Wikitext Madness of the Day: Internal Links - Wikitext-l

12 Aug 2010


      I have previously stated that the most complex thing in the MediaWiki
wikitext seemed to be the apostrophes.  I was wrong.
Links are divided into internal and external.  Here I will write about
internal links.  Internal links can further be subdivided into regular
and image-links, image-links complicate things even further, but I
will not discuss them here.
In its most basic form a link has the pattern:
prefix '[[' (' '|'\t')* title=(LEGAL_TITLE_CHARS+) (' '|'\t')* ']]' trail
Whether the prefix is part of the link or not is configurable.  The
rendered html is
<a href="<url>&title=$title"> $prefix$title$trail </a>
The only slight problem here for implementing a parser is that
LEGAL_TITLE_CHARS and supporting the prefix is configurable.

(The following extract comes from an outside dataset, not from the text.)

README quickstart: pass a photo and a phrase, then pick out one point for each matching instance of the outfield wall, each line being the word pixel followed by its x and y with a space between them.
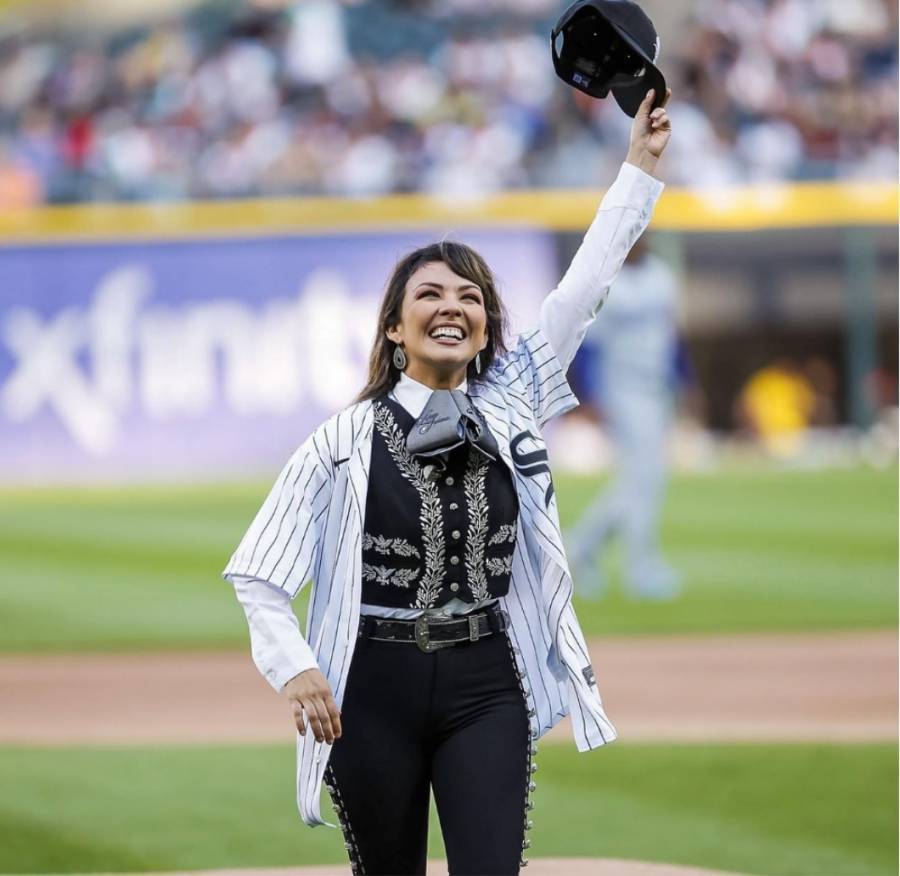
pixel 204 339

The situation becomes funny when considering the case with custom link
text:
'[[' <link pattern> '|' (.*?) ']]'
(I have substituted the pattern (' '|'\t')* title=(LEGAL_TITLE_CHARS+)
(' '|'\t')* with <link pattern> and removed the prefix and trail for
clarity.)  The .* is matched non-greedily, so it will be the first
instance of ']]' following the opening '[[' that will be matched.
(The actual regexp is using (.+?), but using an empty string as link
text will still produce a link for some strange reason.)
Before the pattern matching, the whole article is split into pieces
using the '[[' token as delimiter.  A pattern match for all variants
of internal link patterns (sans the '[[') is attempted at the
beginning of each piece of text.  The consequence is that the closing
']]' will be mathed with the last opening '[[' preceeding it.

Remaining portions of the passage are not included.